Why Not requestIdleCallback?
Early React Fiber prototypes used requestIdleCallback (rIC) for scheduling. The idea was appealing: the browser tells you when it is idle, and you do work during those idle periods. In practice, rIC proved unreliable. Browsers may not fire rIC callbacks for hundreds of milliseconds under load. Safari did not support it for years. The callback frequency varied wildly across browsers and devices.

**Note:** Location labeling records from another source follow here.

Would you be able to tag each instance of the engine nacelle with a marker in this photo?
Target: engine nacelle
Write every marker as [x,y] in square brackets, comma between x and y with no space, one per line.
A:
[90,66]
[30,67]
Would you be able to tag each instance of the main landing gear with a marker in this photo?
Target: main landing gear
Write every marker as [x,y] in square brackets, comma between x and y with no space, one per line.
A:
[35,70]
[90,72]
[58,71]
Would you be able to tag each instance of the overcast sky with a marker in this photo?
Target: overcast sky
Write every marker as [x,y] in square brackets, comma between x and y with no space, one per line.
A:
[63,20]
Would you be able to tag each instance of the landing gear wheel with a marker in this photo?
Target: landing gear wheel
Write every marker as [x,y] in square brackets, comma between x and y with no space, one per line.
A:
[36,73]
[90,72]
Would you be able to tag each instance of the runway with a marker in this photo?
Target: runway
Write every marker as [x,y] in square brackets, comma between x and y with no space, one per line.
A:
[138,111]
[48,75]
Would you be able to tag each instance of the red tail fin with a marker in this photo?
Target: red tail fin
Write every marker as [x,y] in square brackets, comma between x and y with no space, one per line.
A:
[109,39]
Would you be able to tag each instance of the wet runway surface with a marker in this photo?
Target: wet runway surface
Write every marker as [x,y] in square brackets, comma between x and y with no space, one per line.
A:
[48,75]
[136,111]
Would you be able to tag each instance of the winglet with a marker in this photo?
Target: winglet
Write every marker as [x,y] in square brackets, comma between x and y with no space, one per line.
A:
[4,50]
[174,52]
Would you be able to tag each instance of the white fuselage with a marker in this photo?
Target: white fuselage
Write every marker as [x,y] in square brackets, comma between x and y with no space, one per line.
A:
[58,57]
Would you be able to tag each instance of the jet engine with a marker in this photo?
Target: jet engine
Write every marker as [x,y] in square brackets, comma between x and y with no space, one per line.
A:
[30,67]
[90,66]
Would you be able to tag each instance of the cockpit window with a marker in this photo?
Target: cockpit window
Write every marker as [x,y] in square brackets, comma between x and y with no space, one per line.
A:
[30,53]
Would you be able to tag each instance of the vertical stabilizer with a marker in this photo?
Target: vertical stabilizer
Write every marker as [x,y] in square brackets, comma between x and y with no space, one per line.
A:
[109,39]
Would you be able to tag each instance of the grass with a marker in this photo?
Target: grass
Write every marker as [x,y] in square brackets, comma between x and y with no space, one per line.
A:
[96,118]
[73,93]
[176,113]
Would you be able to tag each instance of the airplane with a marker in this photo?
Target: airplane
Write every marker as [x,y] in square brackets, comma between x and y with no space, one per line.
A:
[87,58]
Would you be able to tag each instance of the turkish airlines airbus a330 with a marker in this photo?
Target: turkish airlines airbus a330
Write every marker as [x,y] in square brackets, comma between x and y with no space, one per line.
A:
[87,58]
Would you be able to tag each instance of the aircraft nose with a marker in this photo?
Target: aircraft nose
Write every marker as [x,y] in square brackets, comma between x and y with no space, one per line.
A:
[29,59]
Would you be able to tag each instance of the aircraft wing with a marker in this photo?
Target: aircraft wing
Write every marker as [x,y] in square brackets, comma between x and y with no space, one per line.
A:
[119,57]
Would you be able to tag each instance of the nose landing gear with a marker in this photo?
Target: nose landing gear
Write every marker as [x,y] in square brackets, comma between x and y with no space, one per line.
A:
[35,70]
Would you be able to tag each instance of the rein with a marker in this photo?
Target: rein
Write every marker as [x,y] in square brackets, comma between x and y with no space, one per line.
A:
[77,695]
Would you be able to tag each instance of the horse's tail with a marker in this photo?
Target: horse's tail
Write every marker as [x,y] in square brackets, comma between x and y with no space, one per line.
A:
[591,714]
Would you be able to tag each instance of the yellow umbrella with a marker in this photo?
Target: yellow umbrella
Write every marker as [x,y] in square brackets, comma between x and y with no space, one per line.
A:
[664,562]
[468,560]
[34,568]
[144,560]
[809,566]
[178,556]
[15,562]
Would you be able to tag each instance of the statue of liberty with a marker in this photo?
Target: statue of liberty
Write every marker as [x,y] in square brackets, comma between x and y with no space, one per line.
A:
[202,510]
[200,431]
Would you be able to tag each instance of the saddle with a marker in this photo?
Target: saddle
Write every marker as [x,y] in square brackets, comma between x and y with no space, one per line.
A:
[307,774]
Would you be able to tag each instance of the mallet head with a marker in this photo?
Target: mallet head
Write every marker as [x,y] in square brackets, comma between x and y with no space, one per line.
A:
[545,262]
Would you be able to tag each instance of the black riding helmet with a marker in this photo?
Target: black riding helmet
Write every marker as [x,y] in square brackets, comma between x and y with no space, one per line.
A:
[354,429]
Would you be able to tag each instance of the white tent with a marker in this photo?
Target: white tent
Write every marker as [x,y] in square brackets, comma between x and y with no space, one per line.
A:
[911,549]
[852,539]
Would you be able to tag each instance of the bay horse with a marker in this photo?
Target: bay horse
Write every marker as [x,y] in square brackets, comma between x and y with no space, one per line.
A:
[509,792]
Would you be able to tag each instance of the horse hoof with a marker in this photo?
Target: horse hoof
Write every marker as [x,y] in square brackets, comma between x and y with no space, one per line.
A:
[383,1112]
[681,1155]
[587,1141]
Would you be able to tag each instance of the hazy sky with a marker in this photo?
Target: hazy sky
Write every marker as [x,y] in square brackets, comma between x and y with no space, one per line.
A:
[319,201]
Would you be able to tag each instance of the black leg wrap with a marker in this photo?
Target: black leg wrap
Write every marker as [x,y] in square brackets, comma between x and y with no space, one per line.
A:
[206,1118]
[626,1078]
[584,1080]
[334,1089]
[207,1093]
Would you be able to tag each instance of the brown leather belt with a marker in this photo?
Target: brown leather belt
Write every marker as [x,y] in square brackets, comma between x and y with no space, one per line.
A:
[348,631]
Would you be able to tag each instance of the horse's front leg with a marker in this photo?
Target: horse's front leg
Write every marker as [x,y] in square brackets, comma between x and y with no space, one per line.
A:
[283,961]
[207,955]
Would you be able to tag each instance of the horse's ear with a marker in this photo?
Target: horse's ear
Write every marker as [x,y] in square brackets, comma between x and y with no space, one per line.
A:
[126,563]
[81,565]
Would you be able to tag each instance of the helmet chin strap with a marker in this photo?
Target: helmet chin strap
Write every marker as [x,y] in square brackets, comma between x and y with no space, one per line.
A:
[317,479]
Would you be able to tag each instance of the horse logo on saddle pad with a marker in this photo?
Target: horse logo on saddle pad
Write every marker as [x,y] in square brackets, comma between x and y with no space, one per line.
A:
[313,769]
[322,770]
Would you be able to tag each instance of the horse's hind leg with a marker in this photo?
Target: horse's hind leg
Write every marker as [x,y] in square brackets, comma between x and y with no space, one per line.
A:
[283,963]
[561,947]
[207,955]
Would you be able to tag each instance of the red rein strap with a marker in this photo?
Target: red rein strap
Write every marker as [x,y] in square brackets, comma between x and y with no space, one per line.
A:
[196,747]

React switched to MessageChannel because it provides consistent, predictable scheduling. A message posted to a MessageChannel fires as a macrotask — after the current execution context, after microtasks, and after paint. This gives the browser a reliable opportunity to paint between React work chunks without depending on the browser's idle detection heuristics.
The 5ms Time Slice
React's default time slice is approximately 5ms. This was chosen based on the constraint of 60fps rendering: each frame has a 16.67ms budget. By limiting React work to 5ms per chunk, roughly 11ms remains for browser layout, paint, and other tasks. In practice, the browser needs 2-4ms for painting a typical frame, leaving comfortable margin.
The 5ms target is not a hard guarantee. If a single fiber takes 20ms to render (a deeply recursive component, perhaps), React cannot interrupt mid-fiber. Time slicing operates at fiber boundaries — React completes the current fiber before checking the deadline. This means individual slow components can still cause frame drops. Time slicing mitigates the problem at the tree level but cannot solve it at the component level.
Time Slicing and Priority
Time slicing enables, but is distinct from, priority-based scheduling. Time slicing provides the mechanism to pause and resume work. The priority system (lanes) determines which work to resume after yielding. When React yields and then resumes, it checks if higher-priority work has arrived. If a user typed a key during the yield, the keystroke handler fires, creates a high-priority update, and React switches to processing that update instead of resuming the interrupted low-priority work.
Without time slicing, priority-based scheduling would be meaningless. If React cannot pause, it cannot respond to priority changes. Time slicing is the foundational mechanism that makes concurrent rendering possible.
Measuring Time Slice Effectiveness
Chrome DevTools Performance panel visualizes time slicing clearly. Long synchronous tasks appear as single tall bars in the flame chart. Time-sliced work appears as many short bars with gaps between them — those gaps are where the browser paints and handles input. If you see long tasks (>50ms) in your React application, components within those tasks may be too expensive for a single fiber yield cycle.
Gotchas
- Time slicing does not help synchronous (urgent) updates. Discrete events like clicks trigger synchronous rendering that is not time-sliced. Only transition-priority and lower updates are eligible for time slicing.
- Individual slow components defeat time slicing. If one component takes 50ms to render, React cannot interrupt it mid-render. The entire component must complete before React can yield. Profile and optimize expensive components directly.
- Time slicing adds overhead. The scheduling machinery (posting messages, checking deadlines, maintaining work-in-progress state) has a cost. For very fast renders (<5ms total), time slicing adds unnecessary overhead. React's scheduler is designed to minimize this, but it is not zero.
- Effects are not time-sliced.
useEffectanduseLayoutEffectcallbacks run synchronously after commit. A heavy effect blocks the main thread just like any other synchronous code. Time slicing only applies to the render phase. - DevTools can mislead. React DevTools Profiler may show total render time without revealing how it was distributed across time slices. Use the browser's Performance panel for accurate frame-by-frame analysis.